Now the desolate music rose inside it, and from the shadows Bella layered suggestion after suggestion onto its already-crumbling will. The Balrog's drive to fight weakened by the moment.

Gathering the last of its resolve, it cracked its fiery whip—and sent O'Rin back to revive.

The cost: two more ice lance strikes. The second pierced through its chest and burst one of the remaining hearts.

Battered, broken, it was done fighting. I can't beat you. Can't I just run? Come back in a few days and try again. And even if I can never get revenge—in five hundred years, I'll outlive you anyway.

Balrogs all possessed certain spell-like abilities; this one in particular was extremely skilled in spatial magic—the reason it had pursued Gandalf and the others across the bridge with something approaching a teleport, the reason it had set the Dimensional Anchor, and later appeared out of nowhere for that ambush. All of it pointed to deep, genuine spatial expertise.

Now, blind, it wanted nothing more than to teleport away.

It folded its wings around its head and face to block any incoming attack, then extended one massive hand to begin the spatial teleportation.

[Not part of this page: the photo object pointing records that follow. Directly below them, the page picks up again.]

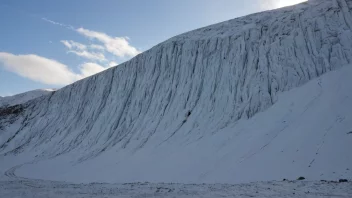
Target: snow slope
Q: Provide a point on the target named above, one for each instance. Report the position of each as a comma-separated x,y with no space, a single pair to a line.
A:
45,189
243,100
23,97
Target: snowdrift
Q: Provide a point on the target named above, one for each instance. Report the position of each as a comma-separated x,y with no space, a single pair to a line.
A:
261,97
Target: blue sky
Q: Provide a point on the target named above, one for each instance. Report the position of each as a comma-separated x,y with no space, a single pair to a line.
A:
49,44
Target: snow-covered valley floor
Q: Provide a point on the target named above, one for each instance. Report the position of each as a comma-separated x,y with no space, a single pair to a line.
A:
40,188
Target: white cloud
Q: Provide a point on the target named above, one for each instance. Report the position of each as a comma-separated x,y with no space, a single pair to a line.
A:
57,23
96,47
38,68
89,55
82,50
44,70
118,46
73,45
88,69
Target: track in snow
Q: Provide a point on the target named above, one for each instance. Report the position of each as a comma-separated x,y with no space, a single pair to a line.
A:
42,188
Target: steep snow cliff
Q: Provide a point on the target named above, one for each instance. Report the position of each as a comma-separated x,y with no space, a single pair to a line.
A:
23,97
184,93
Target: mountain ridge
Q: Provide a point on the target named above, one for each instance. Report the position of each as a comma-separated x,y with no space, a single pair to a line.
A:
183,90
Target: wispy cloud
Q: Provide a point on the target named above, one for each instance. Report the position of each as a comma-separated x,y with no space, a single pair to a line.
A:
44,70
38,68
89,55
88,69
57,23
83,50
119,46
73,45
97,47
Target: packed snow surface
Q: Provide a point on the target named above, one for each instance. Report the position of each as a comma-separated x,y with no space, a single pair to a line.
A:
45,189
262,97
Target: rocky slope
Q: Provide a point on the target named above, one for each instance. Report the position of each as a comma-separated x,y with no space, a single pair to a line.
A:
23,97
189,91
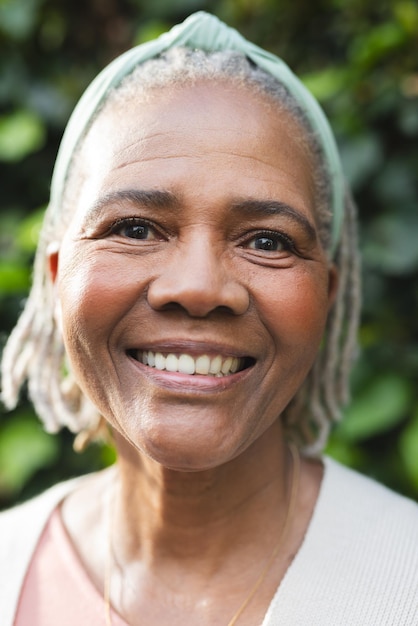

It had spent untold years in the Mines of Moria—most of them in slumber, true, but it still knew the mine's passages well enough to navigate blind.

In its magical perception, it suddenly detected Bella manipulating her own spell, building a teleportation channel.

It didn't think twice. It charged.

In a straight fight it had no path to victory, but combat inside a spatial channel was a different matter entirely. In that environment, it was confident its superior spatial mastery could turn the tables—kill the sorceress, take the Ring of Fire.

It abandoned the idea of flight. Its body became a streak of fire, and it plunged into the spatial channel right behind her.

It was halfway through when it realized something was wrong. The channel was empty. Where was the sorceress?

Bella coughed blood—violently. Using two temporal spells back to back had left her badly injured. The first had slowed the Balrog, buying her the window to dodge the killing strike and blind its remaining eye. The second had accelerated a localized zone, making the Balrog perceive events that would only occur three seconds later as if they were happening now.

The reality was that Bella's teleportation channel had never been completed—just a half-built framework. The Balrog had charged into it anyway.

With the Balrog's spatial expertise, even a half-finished channel couldn't hold it for long. A few moments and it would reshape the passage on its own.

"Die, monster!" Bella terminated the Teleport spell. The sudden halt caused the spatial barrier to collapse inward at speed, and the immense crushing force caught the Balrog clean across the middle and severed it.

"Ha—ha ha ha—what an idiot—" She looked at the halved Balrog, her face chalk-white. And she laughed.